The evolution of the NBA brought us a vastly different playstyle that resulted in the players coming up changing and completely revamping the picture of the league. Once upon a time playing in the NBA was much more psychical and defense-oriented, as that era is by many old-school basketball fans still considered the best in history. On the other hand, today, the NBA is so fast-paced and offense-oriented that we have numerous highly skillful players that can do it all.
A complete contrast of styles, as which one is better is really a matter of preference. That has divided the NBA fandom into two categories: the old-school rugged game fans that still romanticize about that era and modern fans who love all the highlights, flare, and high-scoring games. But it's not only fans that often voice their frustration with how the game is played today, as even the former players' chip in.

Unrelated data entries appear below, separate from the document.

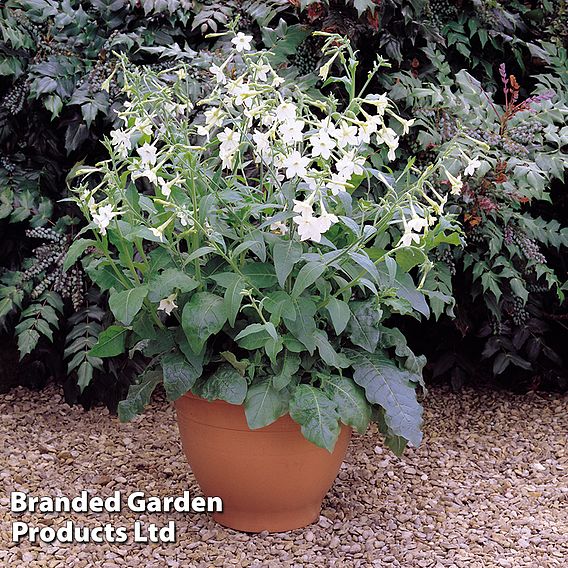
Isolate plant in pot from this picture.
[67,33,466,531]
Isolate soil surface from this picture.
[0,386,568,568]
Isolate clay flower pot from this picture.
[175,394,351,532]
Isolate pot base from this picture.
[213,503,321,533]
[175,394,351,532]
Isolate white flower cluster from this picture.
[198,41,413,242]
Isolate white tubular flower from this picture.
[93,204,119,235]
[284,150,310,179]
[325,172,347,195]
[278,120,305,145]
[320,116,337,138]
[377,126,399,160]
[136,142,158,168]
[209,63,227,85]
[231,32,252,53]
[444,168,463,195]
[254,61,272,83]
[134,117,154,136]
[358,121,378,144]
[310,131,335,160]
[393,115,414,136]
[252,130,271,158]
[333,120,359,148]
[463,154,481,176]
[292,199,314,217]
[158,293,178,315]
[365,94,389,116]
[335,150,365,179]
[274,102,296,122]
[110,130,132,158]
[270,221,288,235]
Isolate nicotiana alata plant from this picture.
[67,32,473,451]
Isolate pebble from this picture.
[0,386,568,568]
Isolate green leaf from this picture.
[272,349,300,391]
[200,365,247,404]
[108,286,148,325]
[162,353,203,400]
[148,268,199,302]
[326,298,351,335]
[290,385,340,453]
[323,375,371,434]
[89,325,128,357]
[181,292,227,353]
[292,262,327,299]
[241,262,277,288]
[77,362,93,392]
[352,352,422,446]
[244,380,290,430]
[224,274,246,327]
[263,290,296,325]
[118,369,162,422]
[314,329,351,369]
[282,298,317,354]
[349,300,382,353]
[18,329,39,360]
[272,240,303,288]
[219,351,250,376]
[63,239,96,271]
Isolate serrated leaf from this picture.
[108,286,148,325]
[244,380,290,430]
[181,292,227,353]
[289,385,341,453]
[89,325,128,357]
[323,375,371,434]
[273,240,303,288]
[352,352,422,446]
[200,365,247,404]
[162,353,203,400]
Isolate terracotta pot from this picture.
[175,394,351,532]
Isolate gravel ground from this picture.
[0,387,568,568]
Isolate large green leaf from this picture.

How many times have we heard guys that played in the '70s, 80's and 90's call today's NBA soft? It seems like the majority of the retired players can't accept how the game changed. Maybe it's because they are simply used to the style of play they faced and can't phantom another way to be better. Also, the fact that players today are getting paid much more than the stars of yesterday has something to do with the bitterness.

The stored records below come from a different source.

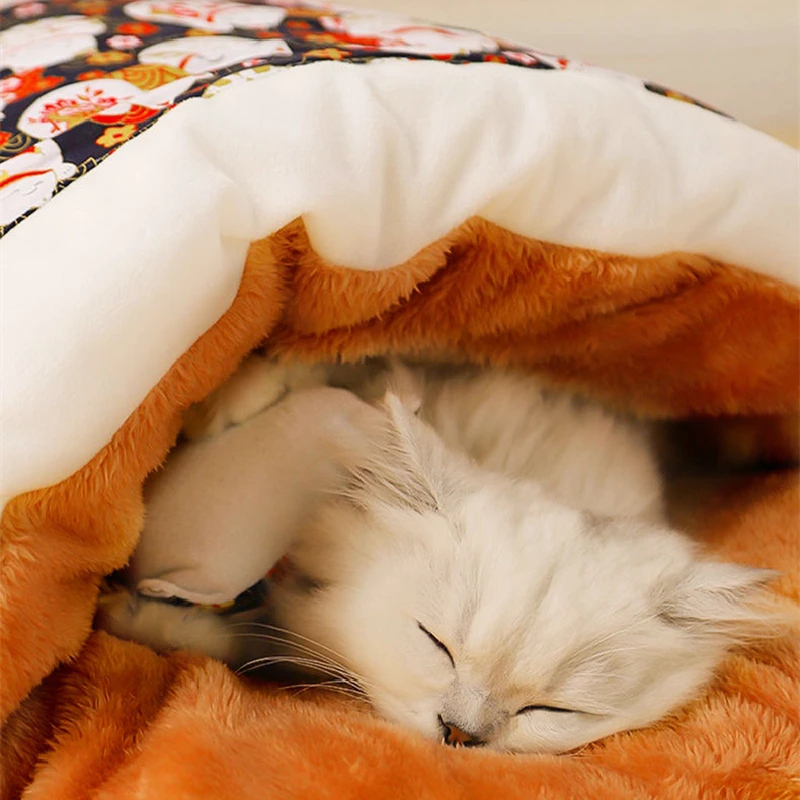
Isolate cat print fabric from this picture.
[0,0,724,235]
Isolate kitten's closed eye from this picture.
[417,622,456,667]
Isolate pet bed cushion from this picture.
[0,0,800,798]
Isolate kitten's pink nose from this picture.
[439,717,483,747]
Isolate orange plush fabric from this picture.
[0,219,800,799]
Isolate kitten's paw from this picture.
[183,355,326,439]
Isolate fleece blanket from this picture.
[0,0,800,799]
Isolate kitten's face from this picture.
[268,396,776,752]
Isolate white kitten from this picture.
[100,360,772,752]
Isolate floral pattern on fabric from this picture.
[0,0,732,235]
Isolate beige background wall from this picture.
[343,0,800,144]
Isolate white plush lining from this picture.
[0,59,798,506]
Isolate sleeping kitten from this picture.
[98,361,773,752]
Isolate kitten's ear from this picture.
[345,392,462,513]
[659,561,780,641]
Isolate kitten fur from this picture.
[100,357,774,752]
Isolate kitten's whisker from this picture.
[233,622,358,662]
[222,633,361,682]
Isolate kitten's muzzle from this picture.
[439,714,486,747]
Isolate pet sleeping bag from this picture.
[0,0,800,798]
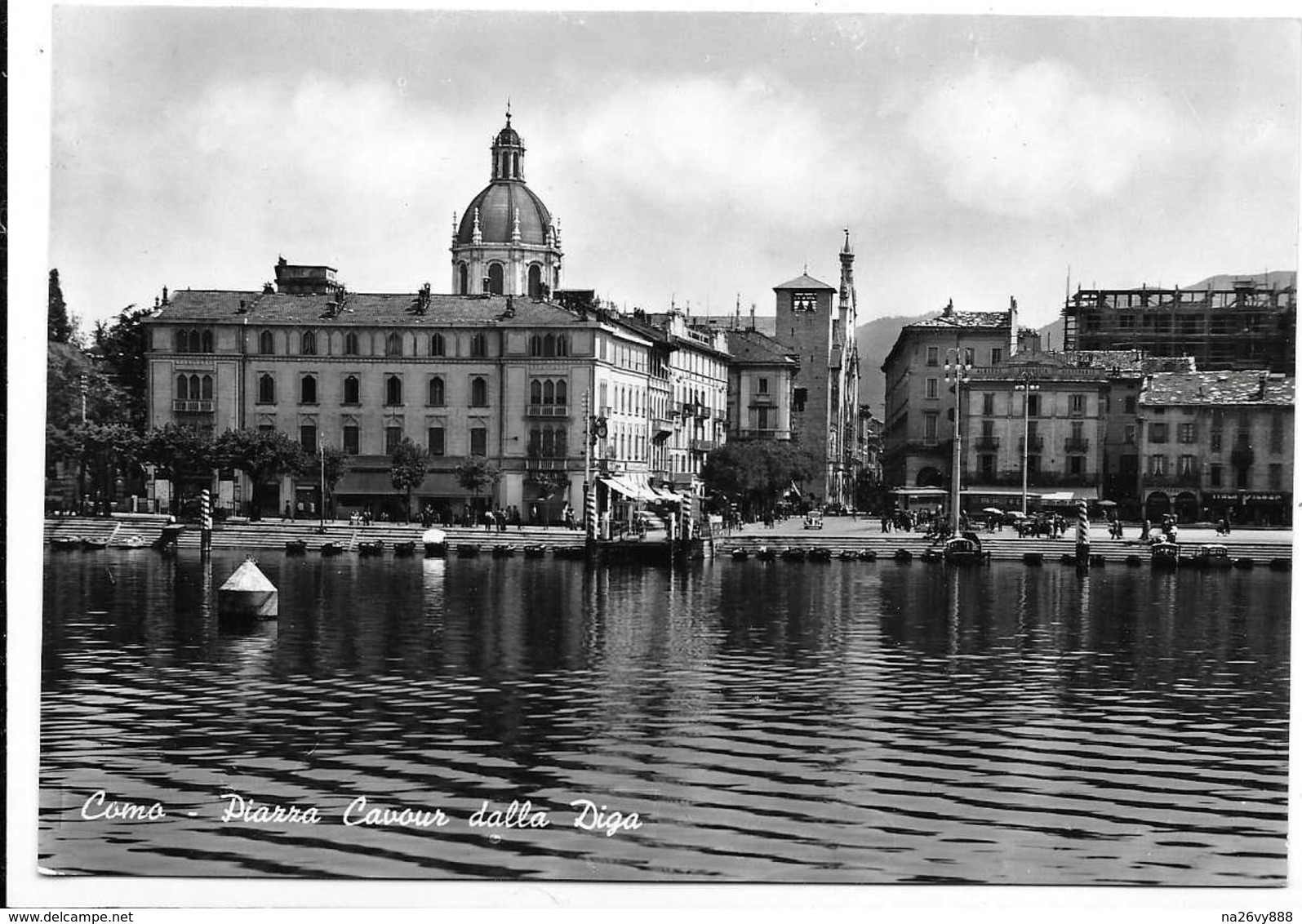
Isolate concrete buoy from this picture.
[217,558,280,620]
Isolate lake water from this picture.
[40,552,1291,886]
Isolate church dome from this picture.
[457,180,552,246]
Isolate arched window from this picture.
[384,375,402,405]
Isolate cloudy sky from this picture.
[50,7,1300,335]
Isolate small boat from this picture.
[420,530,448,558]
[1190,545,1234,569]
[1149,540,1180,567]
[943,532,989,565]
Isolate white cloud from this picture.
[908,60,1178,219]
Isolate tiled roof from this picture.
[728,331,796,366]
[1140,370,1294,406]
[153,289,578,327]
[773,273,836,291]
[905,311,1011,329]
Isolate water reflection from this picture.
[42,552,1289,885]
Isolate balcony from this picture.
[172,398,212,414]
[525,405,571,418]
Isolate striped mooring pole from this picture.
[1075,501,1090,571]
[199,488,212,556]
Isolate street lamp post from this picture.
[945,348,971,536]
[1013,372,1040,517]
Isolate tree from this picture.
[47,269,73,344]
[94,304,153,431]
[389,436,429,521]
[317,446,349,519]
[451,462,501,506]
[700,440,816,515]
[215,429,311,519]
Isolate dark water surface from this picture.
[40,552,1289,886]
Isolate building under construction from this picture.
[1063,273,1297,375]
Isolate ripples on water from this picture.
[40,552,1289,885]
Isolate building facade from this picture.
[773,230,860,505]
[1140,370,1294,526]
[882,300,1018,488]
[1063,274,1297,375]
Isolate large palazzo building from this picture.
[149,114,857,522]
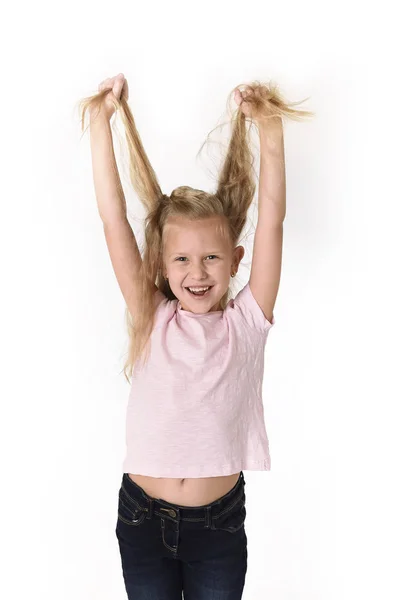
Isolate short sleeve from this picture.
[234,282,275,333]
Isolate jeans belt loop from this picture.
[205,506,211,529]
[147,498,154,519]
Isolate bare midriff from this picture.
[128,473,240,506]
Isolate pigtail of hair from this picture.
[216,81,314,239]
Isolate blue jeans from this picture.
[115,471,248,600]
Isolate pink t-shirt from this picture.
[123,282,275,479]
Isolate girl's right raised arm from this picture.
[90,113,158,316]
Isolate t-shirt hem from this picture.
[122,459,271,479]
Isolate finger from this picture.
[122,79,129,100]
[112,76,125,99]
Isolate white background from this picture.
[0,0,399,600]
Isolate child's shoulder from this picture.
[154,282,275,333]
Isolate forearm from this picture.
[90,116,126,223]
[258,125,286,224]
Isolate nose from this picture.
[190,263,208,281]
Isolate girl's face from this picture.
[163,216,244,313]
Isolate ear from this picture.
[233,246,245,269]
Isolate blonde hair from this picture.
[80,81,313,382]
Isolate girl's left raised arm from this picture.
[249,118,286,321]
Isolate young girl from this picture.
[81,74,312,600]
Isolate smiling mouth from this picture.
[185,285,213,298]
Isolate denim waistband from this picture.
[121,471,245,521]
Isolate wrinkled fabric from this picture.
[122,282,275,478]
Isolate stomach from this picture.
[128,473,240,506]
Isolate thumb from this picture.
[112,73,125,100]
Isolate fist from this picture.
[98,73,129,119]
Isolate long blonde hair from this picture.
[80,81,313,382]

Well, at least one of the legends still has an appreciation for the NBA today and how the game is being played. Kareem Abdul-Jabbar recently made an appearance on Byron Scott's podcast and talked about how the game is changed by using the example of Giannis Antetokounmpo. The fact a guy so big can take the ball and go coast to coast amazes Jabbar, as he even jokingly said he would be on the bench if he tried something like that in his day:
"I think the 3-point shot has forced everybody to be versatile in the game. Prior to the 3-point shot, as a center, I never left the paint. If I got a rebound on the defensive end, coach would say give it to the guard and go down to the offensive end and get in position for whatever play we're going to run. Now, people learn how to play the game differently. The young man from Milwaukee — Antetokounmpo, oh my goodness. He gets it off the defensive board, and he's almost seven feet. He turns into a guard and attacks the offensive end of the court. If I tried to do that, I would have been sitting on the bench. I would've been over there with John Black keeping stats."
Kareem Abdul-Jabbar, Off The Dribble: The Byron Scott Podcast
The leading scorer in NBA history is a bit modest with his opinion, as I'm pretty sure he would find his way in any era. But it's still great to see someone as great and accomplished as Kareem share his praises for players today rather than being salty. Sure the defense today is far from what it was, but on the other end, players have become so talented and skilled that more guys than ever can shoot, handle the ball, and score in various ways. The talent level has been unmatched and beautiful to watch, but you can understand why it isn't everyone's cup of tea.
Sometimes the games can get a bit too crazy and predictable due to the lack of defense being played. The game could use a bit of balance and emphasize the defensive side of the floor more, so the vast offensive talent gets more contained and creates much more interesting games. The new rules in place that are punishing offensive players baiting for fouls are definitely a step in the right direction.